A pesar de la crisis por la que atraviesan algunos sectores de la industria cinematográfica, no podemos sostener que la imagen en movimiento, el cine en un sentido más amplio, haya decaído en las últimas décadas, como tampoco ha disminuido la capacidad de la sociedad para generar historias. No obstante, es cierto que la Red ha transformado radicalmente nuestro universo discursivo: no leemos o vemos lo que alguien ha escrito o filmado para nosotros, lo reconstruimos sin remedio desde la maraña inagotable de archivos que se alojan en Internet. La navegación virtual, la lectura en hipertexto, la multiplicidad casi infinita de opciones, que obliga a que el usuario escoja y haga suyos los relatos, han dado un vuelco a la forma de entender lo que nos rodea. La revolución digital ha desplazado al cinematógrafo, como dispositivo, a un segundo plano. Siguiendo la estela de aquellos objetos y prácticas que dejaron de ser útiles, el cine parece encontrar una segunda vida en el centro de arte. En sus galerías, el cineasta experimenta con tiempos y formatos que desbordan los límites de la sala tradicional: películas de unos pocos minutos o de una duración indefinida, proyecciones multipantalla, etcétera. Y ya no nos sorprende que un autor como Albert Serra produzca Els tres porquets para la Documenta 13 o que Aki Kaurismäki reconozca al museo como el lugar idóneo para una de sus escasas retrospectivas.

Ya no nos sorprende que un autor como Albert Serra produzca Els tres porquets para la Documenta 13 o que Kaurismäki reconozca al museo como el lugar idóneo para una de sus escasas retrospectivas

¿Cómo explicar esta incorporación del cine a la estructura del museo? ¿Por qué es relevante el cine en el planteamiento de nuestras muestras? La respuesta sería doble.
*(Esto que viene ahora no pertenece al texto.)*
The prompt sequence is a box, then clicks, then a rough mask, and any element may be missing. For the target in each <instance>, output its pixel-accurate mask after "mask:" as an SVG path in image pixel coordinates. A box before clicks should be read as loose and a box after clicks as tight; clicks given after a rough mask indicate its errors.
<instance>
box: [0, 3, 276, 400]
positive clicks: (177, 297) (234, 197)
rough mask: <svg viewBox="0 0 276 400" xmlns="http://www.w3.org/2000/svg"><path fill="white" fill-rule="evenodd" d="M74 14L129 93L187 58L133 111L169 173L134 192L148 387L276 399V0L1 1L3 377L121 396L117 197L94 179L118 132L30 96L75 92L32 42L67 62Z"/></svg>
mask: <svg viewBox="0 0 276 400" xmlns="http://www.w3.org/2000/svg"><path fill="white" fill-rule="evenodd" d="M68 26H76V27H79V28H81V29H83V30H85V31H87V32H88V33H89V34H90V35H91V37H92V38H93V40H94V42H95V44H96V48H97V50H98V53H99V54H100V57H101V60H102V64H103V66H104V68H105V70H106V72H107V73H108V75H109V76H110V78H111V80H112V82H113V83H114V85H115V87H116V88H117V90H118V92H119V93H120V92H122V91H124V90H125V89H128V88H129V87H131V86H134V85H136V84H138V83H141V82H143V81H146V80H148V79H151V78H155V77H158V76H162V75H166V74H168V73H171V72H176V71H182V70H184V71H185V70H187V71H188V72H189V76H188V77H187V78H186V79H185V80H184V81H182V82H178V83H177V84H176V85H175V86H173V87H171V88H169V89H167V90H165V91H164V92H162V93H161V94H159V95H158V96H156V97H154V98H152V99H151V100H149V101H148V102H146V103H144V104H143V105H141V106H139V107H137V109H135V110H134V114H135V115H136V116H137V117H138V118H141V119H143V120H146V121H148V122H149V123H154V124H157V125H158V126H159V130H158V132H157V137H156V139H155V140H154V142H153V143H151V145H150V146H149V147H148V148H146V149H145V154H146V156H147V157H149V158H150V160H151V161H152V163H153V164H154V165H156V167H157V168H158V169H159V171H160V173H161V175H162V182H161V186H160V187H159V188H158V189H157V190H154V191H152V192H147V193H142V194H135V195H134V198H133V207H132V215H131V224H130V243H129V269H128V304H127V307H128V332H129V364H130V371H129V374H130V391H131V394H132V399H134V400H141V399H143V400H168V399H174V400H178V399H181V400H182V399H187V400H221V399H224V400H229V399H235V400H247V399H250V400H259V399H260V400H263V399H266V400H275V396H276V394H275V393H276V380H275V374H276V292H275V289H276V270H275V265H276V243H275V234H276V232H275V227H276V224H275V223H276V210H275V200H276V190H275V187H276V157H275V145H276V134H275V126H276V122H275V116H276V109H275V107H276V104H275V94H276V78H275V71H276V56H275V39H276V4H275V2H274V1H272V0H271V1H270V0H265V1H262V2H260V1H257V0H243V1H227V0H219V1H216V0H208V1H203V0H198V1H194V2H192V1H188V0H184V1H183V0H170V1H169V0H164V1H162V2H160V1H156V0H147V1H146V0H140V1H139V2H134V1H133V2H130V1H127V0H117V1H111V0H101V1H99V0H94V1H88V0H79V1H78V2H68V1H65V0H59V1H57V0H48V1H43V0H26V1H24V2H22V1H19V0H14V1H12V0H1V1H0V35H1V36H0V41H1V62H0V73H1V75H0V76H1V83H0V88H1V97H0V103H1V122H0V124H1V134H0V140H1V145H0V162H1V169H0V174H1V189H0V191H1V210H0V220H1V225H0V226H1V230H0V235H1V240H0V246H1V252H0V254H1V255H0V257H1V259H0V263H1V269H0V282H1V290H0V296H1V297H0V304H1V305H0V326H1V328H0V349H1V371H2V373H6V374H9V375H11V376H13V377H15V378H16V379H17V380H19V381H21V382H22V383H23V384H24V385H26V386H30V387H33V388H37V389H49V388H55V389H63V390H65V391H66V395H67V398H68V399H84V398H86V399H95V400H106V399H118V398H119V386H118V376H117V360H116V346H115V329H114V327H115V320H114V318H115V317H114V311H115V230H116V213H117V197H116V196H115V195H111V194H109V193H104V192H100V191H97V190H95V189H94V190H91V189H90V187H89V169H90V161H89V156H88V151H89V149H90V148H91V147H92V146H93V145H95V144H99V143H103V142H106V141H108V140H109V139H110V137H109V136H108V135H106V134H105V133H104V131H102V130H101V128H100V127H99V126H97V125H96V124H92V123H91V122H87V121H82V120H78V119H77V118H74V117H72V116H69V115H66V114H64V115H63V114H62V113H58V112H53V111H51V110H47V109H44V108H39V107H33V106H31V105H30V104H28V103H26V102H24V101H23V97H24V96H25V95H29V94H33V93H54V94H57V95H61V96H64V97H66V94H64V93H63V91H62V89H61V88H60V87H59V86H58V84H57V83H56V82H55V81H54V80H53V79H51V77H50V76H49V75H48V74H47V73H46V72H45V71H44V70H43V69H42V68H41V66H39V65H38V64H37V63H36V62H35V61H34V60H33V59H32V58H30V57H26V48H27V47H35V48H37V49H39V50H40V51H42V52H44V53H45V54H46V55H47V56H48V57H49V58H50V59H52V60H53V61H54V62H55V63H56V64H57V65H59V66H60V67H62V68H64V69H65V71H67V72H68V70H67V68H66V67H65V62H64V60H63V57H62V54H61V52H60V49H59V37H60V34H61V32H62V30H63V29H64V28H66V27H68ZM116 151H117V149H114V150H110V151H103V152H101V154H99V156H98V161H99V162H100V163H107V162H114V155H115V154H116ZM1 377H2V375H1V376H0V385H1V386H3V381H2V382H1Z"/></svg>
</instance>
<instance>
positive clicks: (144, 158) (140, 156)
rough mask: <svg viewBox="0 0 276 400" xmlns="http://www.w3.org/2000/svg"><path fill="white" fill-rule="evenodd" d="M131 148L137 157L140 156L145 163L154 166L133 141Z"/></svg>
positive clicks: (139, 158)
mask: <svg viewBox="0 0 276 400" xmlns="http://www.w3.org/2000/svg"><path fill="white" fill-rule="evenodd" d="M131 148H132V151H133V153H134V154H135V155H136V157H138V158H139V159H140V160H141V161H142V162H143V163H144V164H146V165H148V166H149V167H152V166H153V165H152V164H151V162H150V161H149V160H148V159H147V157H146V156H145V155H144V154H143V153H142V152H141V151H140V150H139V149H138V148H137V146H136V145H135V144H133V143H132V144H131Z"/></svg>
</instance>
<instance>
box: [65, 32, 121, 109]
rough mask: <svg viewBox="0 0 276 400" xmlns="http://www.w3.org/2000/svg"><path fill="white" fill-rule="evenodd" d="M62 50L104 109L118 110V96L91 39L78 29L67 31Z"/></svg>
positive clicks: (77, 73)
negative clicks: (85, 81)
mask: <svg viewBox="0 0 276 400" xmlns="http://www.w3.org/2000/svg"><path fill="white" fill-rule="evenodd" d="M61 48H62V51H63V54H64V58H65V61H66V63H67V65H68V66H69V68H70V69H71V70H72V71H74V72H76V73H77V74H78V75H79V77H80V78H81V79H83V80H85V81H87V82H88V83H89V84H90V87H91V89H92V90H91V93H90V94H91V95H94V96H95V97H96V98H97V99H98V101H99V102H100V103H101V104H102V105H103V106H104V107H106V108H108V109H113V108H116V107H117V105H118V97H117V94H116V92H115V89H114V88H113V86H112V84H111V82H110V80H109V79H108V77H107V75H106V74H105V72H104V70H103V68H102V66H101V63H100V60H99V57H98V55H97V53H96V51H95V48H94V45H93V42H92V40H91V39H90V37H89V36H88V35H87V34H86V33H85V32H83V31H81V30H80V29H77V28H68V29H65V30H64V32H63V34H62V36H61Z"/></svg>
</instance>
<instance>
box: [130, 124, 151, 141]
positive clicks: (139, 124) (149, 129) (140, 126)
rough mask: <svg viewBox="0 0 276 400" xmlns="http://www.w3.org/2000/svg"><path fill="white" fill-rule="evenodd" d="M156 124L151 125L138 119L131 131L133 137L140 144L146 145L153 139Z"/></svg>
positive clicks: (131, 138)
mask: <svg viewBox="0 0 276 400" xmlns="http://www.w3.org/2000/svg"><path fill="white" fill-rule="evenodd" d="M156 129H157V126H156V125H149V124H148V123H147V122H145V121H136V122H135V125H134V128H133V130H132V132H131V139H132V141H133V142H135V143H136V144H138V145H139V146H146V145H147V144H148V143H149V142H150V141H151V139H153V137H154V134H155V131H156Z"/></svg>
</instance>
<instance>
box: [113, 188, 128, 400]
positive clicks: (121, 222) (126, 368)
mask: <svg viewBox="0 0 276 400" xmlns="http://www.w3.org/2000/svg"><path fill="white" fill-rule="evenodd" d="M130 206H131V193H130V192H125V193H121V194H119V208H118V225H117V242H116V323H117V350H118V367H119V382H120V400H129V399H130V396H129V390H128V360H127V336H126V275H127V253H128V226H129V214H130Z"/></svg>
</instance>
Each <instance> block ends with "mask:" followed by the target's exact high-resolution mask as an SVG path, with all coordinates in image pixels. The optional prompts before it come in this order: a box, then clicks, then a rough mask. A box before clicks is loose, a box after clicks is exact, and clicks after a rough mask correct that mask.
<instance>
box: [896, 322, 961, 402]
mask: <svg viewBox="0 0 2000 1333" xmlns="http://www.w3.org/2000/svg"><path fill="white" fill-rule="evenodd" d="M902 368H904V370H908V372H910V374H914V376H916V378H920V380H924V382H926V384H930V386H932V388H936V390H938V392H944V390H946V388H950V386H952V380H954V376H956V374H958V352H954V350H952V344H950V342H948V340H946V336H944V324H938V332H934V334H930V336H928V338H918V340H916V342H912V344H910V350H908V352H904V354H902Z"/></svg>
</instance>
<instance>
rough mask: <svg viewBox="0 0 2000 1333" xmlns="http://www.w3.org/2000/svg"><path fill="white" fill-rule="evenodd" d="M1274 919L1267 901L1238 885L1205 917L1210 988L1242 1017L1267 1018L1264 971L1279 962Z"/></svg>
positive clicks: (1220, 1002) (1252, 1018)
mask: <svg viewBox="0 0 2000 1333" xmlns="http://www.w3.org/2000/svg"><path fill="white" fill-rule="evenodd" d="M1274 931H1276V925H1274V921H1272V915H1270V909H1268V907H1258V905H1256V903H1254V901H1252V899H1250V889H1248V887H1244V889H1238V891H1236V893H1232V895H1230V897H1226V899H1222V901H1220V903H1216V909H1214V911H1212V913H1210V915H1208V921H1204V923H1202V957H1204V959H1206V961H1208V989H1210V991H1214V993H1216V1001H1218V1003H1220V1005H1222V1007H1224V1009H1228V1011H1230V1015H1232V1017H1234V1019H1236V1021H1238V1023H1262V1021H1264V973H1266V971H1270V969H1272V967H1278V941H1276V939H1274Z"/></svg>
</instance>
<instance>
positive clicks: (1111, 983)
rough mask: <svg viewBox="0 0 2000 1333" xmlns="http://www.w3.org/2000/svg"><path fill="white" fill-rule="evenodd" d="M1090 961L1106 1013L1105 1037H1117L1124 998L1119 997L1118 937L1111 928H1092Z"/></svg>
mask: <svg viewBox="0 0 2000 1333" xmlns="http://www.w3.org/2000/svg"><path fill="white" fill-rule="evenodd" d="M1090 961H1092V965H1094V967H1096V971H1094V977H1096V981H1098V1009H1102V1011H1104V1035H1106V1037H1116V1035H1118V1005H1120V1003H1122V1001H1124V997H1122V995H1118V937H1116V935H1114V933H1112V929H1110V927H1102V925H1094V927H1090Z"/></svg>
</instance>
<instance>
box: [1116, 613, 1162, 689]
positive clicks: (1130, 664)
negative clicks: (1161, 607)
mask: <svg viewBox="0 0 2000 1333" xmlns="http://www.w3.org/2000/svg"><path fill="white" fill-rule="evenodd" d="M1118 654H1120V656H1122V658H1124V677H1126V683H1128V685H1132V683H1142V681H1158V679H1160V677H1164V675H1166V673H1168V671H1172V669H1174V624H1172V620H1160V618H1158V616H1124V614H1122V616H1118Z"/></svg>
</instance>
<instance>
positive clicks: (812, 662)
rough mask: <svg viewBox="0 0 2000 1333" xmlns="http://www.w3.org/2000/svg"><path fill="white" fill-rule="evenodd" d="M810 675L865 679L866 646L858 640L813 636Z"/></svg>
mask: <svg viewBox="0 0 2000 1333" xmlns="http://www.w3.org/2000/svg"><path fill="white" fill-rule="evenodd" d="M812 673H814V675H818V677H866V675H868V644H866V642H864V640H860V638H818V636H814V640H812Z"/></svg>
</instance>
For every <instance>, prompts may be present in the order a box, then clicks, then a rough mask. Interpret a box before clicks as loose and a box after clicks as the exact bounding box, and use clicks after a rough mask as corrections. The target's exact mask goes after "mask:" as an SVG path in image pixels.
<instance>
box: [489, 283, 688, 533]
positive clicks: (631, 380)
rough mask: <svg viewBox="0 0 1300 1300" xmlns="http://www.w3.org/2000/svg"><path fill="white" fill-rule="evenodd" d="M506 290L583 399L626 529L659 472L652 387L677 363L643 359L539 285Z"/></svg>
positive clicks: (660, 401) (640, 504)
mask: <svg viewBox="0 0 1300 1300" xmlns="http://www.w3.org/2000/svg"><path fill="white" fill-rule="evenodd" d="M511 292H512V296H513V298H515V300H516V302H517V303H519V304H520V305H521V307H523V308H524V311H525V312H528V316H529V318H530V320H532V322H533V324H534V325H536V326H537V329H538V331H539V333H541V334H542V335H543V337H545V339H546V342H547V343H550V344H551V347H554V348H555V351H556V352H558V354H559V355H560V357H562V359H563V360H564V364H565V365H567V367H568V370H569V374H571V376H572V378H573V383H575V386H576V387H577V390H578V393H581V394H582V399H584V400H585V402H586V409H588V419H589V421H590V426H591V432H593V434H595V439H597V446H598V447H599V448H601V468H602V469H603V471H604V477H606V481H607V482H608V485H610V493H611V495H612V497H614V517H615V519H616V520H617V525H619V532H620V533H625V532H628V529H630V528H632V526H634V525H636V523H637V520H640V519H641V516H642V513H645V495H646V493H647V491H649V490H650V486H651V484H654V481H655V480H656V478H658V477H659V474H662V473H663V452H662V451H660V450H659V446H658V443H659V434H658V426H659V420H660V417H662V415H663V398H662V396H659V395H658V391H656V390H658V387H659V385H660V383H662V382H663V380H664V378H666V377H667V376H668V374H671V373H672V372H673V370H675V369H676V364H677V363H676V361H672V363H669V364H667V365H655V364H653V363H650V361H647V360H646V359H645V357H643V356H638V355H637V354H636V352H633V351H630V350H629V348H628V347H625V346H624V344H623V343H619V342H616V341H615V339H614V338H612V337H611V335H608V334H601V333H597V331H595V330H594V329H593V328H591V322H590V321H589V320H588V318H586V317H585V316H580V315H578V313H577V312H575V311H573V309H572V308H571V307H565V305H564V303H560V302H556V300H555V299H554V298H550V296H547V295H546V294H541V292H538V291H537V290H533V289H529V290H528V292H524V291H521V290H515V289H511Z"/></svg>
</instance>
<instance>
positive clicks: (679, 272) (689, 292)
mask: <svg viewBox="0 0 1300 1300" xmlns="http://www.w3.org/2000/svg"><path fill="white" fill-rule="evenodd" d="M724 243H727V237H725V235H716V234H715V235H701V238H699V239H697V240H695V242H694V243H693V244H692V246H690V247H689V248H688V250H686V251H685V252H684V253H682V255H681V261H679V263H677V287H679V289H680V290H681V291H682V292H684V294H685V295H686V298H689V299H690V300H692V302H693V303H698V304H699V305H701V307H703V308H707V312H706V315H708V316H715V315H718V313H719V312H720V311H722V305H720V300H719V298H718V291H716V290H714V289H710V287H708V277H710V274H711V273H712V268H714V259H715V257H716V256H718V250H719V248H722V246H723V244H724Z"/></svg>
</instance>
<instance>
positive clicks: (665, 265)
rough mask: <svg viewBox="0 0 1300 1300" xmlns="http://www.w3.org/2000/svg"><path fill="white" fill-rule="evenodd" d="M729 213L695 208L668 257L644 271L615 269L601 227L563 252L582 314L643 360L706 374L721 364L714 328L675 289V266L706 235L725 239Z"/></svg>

En primer lugar, el cine y las exposiciones se organizan en torno a un supuesto común: el montaje, que como el Atlas de Aby Warburg propicia el conocimiento fragmentario, la comunicación de las formas y la articulación de los elementos en un sistema dinámico de relaciones, generando narraciones en las que no necesariamente existen ni un comienzo ni un final y en las que se sustituye el principio de causalidad por el de continuidad. A través del montaje nos acercamos a la historia no como algo objetivo y externo, sino como algo interno que nos permite narrar a la par los hechos y la locura de los mismos, la historia y la histeria, según la expresión de Didi-Huberman. En segundo lugar, diríamos que el interés expositivo del cine reside en su anacronismo. En una época hipertecnificada como la actual, emplazada en un presente continuo, sin pasado ni futuro, y en la que todo desacuerdo es cooptado de antemano, ese anacronismo quizás pueda cumplir la función liberadora que tuvo la novela para la burguesía liberal del XIX. Ese anacronismo, ese estar dentro y fuera de nuestro tiempo sin ajustarse del todo a sus condiciones, le permite al cine representar el mundo e impugnarlo. Si alguna vez la industria cinematográfica pudo ser considerada un símbolo de entretenimiento y espectáculo, en el siglo XXI, en la era de la espectacularización colectiva, la inclusión del cine en el museo representa todo lo contrario: la posibilidad de apertura y crítica.

Manuel Borja-Villel es director del Museo Reina Sofía.